Ikhbar.com: Anggota Komisi IV DPR RI, Prof. Dr. Ir. H. Rokhmin Dahuri menegaskan bahwa negara tidak boleh terus-menerus tampil hanya sebagai “pemadam kebakaran” setiap kali bencana melanda.
Pernyataan itu ia sampaikan dalam program TalkHighlight Elshinta 90 FM Jakarta pada Senin, 1 Desember 2025, saat membahas banjir dan tanah longsor yang melanda Aceh, Sumatera Utara, dan Sumatera Barat—bencana yang disebut sebagai salah satu yang terparah dalam sekitar 50 tahun terakhir.
Dalam dialog tersebut, Prof. Rokhmin menyoroti bahwa persoalan utama bukan hanya fenomena alam, tetapi juga kerusakan ekologis yang diperburuk oleh kelalaian manusia.
Prof. Rokhmin menjelaskan bahwa curah hujan ekstrem yang dipicu siklon tropis dan perubahan iklim global memang turut memicu bencana, tetapi bukan faktor terbesar. Ia menegaskan bahwa mayoritas dampak banjir dan longsor sesungguhnya dipengaruhi aktivitas manusia.
Baca: Prof. Rokhmin: Blue Carbon dan Kolaborasi Regional Jadi Kunci Mitigasi Iklim ASEAN
“Sekitar 75 sampai 80 persen kerusakan dan korban akibat banjir itu karena ulah manusia—mulai dari pembabatan hutan, illegal logging, sampai tata kelola daerah aliran sungai yang buruk,” ujarnya.

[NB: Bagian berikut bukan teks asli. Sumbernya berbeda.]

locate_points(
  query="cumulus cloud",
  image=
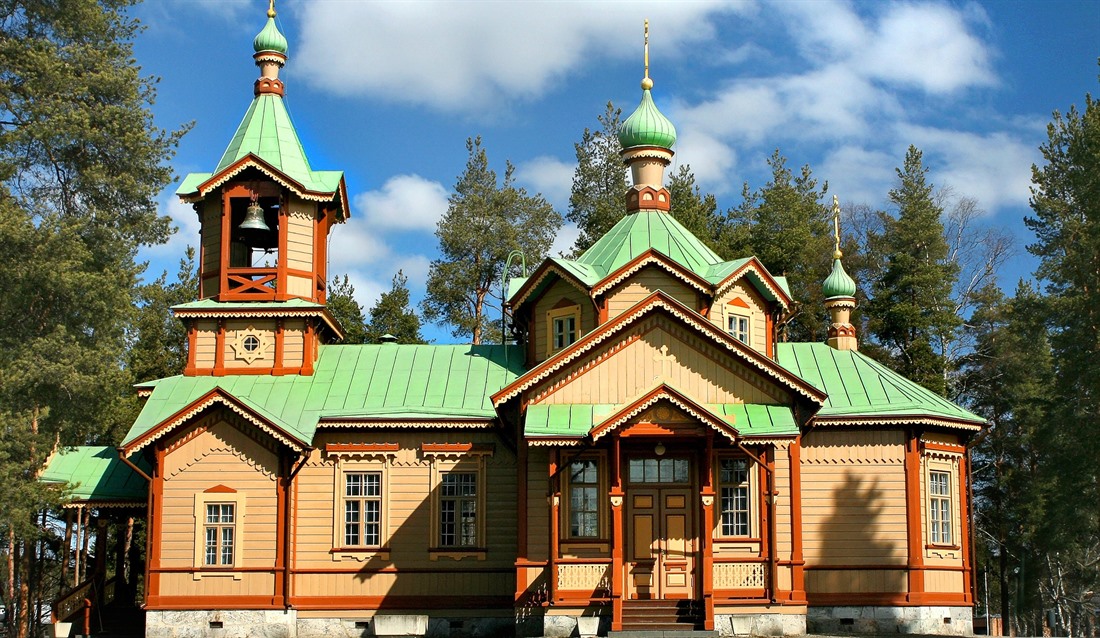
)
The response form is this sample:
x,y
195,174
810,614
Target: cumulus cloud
x,y
404,202
458,56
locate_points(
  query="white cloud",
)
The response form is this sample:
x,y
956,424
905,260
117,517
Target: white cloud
x,y
459,56
550,176
404,202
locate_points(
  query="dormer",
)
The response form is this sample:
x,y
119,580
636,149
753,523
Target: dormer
x,y
265,217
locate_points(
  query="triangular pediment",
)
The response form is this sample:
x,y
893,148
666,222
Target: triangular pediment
x,y
659,341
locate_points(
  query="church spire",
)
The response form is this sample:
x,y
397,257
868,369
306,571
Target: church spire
x,y
839,292
647,138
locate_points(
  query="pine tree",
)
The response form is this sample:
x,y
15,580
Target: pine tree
x,y
485,220
597,198
785,224
342,304
911,312
394,316
80,166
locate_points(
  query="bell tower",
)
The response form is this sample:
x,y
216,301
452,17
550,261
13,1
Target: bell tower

Ia mengingatkan bahwa kondisi tutupan hutan di Sumatera kini hanya sekitar 25%, jauh di bawah ambang batas ekologis minimal 30%. Sementara itu, Pulau Jawa hanya menyisakan tutupan hutan sekitar 17%.

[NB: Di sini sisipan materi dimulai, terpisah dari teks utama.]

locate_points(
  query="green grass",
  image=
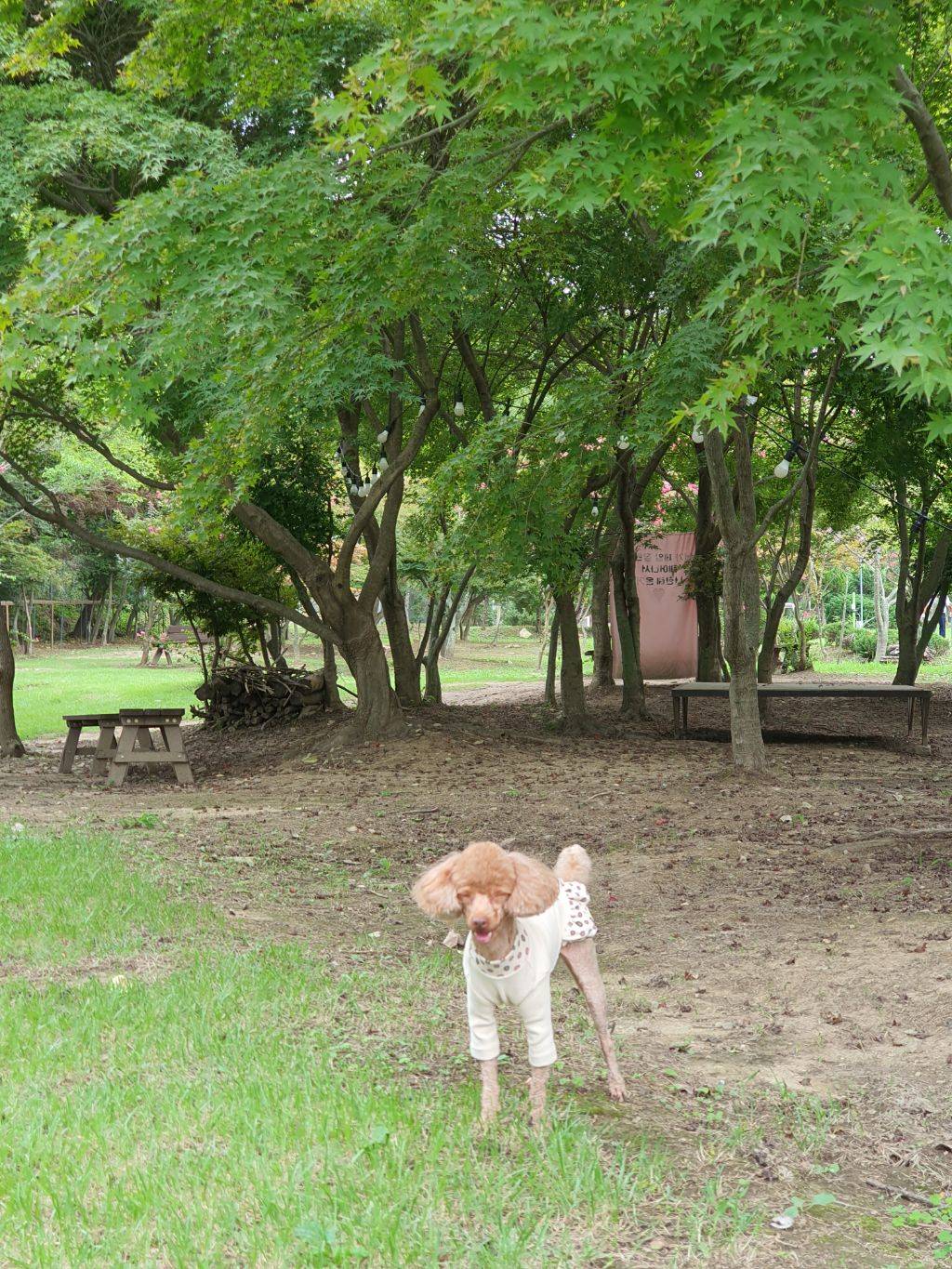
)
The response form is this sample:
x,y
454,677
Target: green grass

“Regulasi seperti TPTI dan kewajiban reboisasi itu sudah ada, tetapi implementasi dan penegakan hukumnya lemah. Negara tidak sepenuhnya hadir,” tegasnya.
Prof. Rokhmin menilai Indonesia masih sering bertindak reaktif ketika bencana sudah terjadi, tetapi gagal memperbaiki akar persoalan setelah situasi mereda.
“Kita ini sering jadi bangsa pemadam kebakaran. Padahal setiap bencana harusnya menjadi ibrah untuk mencari akar masalah dan memastikan tragedi itu tidak terulang,” katanya.
Dalam pembahasan yang lebih kritis, Prof. Rokhmin mengungkap adanya praktik “komprador” atau kolusi antara oknum pejabat dan pengusaha dalam eksploitasi tambang dan hutan, bahkan di kawasan lindung.
“Izin-izin itu bukan turun dari langit. Itu keputusan politik dan administrasi. Kalau pejabatnya berkolusi, bencana ekologis tinggal menunggu waktu,” ungkapnya.
Ia memastikan bahwa Komisi IV DPR RI dalam waktu dekat akan memanggil Menteri Kehutanan dan BNPB untuk meminta klarifikasi sekaligus menjalankan fungsi legislasi, anggaran, dan pengawasan.
“Kita harus memastikan pemerintah bertindak tegas. Di sisi lain, komunikasi yang empatik kepada korban itu juga penting sebagai tanggung jawab moral negara,” ujarnya.
Prof. Rokhmin menegaskan bahwa kehadiran negara bukan hanya soal kebijakan dan anggaran, tetapi juga memastikan masyarakat merasakan perlindungan dan perhatian di tengah bencana berskala besar seperti yang melanda Sumatera.